Doses that patients receive are planned and delivered with a high spatial precision and it is a challenge to measure the spatial distribution of radiation with sufficient accuracy in three dimensions.

Medical physicists at Aarhus University Hospital and Danish Centre for Particle Therapy have teamed up with optical/material physicists at Department of Physics and Astronomy, AU, in an interdisciplinary collaboration to develop new dose-sensitive materials. The new materials are based on two radiosensitive components integrated in a silicone matrix. One is a so-called radiochromic dye, i.e. a dye which changes color upon irradiation. The other is based on embedded particles exhibiting the phenomenon optically-stimulated luminescence (OSL). Both allow for optical readout and can provide a 3D measurement in high resolution of a given dose distribution. On top of this, the OSL-based material also has the potential of being reused many times.

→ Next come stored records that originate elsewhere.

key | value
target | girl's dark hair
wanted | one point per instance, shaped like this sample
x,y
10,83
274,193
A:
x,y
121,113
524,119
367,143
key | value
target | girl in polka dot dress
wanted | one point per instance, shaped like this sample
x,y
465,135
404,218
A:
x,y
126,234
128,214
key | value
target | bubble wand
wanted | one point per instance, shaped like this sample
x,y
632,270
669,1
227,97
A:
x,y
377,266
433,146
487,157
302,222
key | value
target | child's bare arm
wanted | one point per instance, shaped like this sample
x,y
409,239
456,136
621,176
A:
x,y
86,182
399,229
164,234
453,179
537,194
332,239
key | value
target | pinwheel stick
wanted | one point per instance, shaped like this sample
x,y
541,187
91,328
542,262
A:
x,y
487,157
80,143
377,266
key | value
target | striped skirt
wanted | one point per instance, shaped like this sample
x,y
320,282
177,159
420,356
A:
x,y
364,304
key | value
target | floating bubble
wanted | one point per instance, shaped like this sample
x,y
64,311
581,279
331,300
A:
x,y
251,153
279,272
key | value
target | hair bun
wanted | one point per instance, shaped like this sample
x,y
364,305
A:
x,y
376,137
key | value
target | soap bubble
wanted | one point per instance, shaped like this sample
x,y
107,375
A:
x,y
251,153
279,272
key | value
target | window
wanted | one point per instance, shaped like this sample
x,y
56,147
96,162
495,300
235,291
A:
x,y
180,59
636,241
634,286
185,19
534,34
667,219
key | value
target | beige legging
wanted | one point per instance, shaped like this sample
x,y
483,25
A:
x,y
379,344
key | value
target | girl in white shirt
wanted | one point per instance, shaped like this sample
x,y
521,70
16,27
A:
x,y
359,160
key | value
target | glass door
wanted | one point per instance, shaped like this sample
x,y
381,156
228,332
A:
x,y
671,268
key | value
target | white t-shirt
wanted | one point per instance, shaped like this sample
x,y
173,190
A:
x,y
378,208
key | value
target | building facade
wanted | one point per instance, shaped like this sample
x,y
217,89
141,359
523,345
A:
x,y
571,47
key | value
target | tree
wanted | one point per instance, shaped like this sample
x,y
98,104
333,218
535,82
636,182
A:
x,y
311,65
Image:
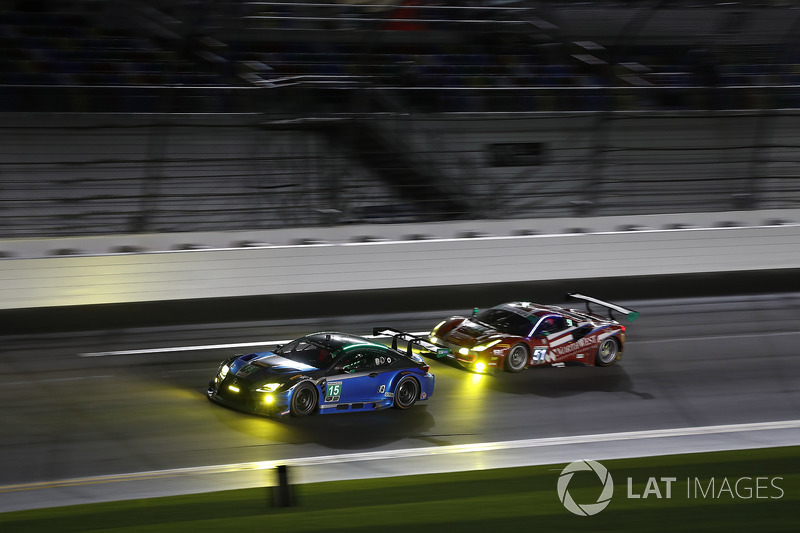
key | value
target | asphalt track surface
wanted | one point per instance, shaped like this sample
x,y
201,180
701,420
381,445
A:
x,y
84,410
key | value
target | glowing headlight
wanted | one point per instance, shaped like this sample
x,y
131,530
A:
x,y
269,387
483,347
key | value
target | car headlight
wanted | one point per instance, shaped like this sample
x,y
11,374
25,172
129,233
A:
x,y
268,387
483,347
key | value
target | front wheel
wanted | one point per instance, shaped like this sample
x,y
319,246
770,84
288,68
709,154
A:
x,y
517,358
607,352
304,400
406,393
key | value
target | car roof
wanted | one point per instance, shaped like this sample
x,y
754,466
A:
x,y
533,311
529,310
335,340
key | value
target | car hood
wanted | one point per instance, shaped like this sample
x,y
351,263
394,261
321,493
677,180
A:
x,y
470,333
268,366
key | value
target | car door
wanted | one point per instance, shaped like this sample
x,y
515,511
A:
x,y
361,377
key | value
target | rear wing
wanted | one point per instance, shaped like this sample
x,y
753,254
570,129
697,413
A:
x,y
629,313
411,339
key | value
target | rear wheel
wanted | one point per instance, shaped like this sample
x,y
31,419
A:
x,y
517,358
406,393
607,352
304,400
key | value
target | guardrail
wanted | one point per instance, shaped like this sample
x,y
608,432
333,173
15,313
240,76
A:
x,y
374,264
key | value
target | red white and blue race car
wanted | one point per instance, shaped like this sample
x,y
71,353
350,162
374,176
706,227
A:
x,y
516,335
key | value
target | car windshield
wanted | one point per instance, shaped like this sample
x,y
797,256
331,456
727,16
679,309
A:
x,y
306,352
505,321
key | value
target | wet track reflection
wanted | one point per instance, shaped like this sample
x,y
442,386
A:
x,y
687,363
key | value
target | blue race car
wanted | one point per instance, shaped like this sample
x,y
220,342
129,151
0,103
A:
x,y
324,372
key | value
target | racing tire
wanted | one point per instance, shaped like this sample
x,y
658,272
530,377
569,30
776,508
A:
x,y
304,400
607,352
517,358
406,393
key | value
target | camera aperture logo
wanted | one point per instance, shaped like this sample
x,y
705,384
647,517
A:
x,y
585,509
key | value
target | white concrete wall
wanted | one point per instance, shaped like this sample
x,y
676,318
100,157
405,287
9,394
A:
x,y
220,272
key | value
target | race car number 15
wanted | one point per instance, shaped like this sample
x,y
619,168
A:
x,y
333,391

The silicone base opens a potential for the dosimeter to be moulded into life-like (anthropomorphic) phantoms and to be deformed to investigate organ motion. The radiochromic dosimeter has already demonstrated its capabilities in proton therapy and in photon irradiations, including in the presence of magnetic fields.

The overall aim of the project is to investigate the potential of the new dosimeters and to bring them closer toward implementation in clinical workflow.

The 3D dosimetry project is funded by the Novo Nordic foundation 2019-2023.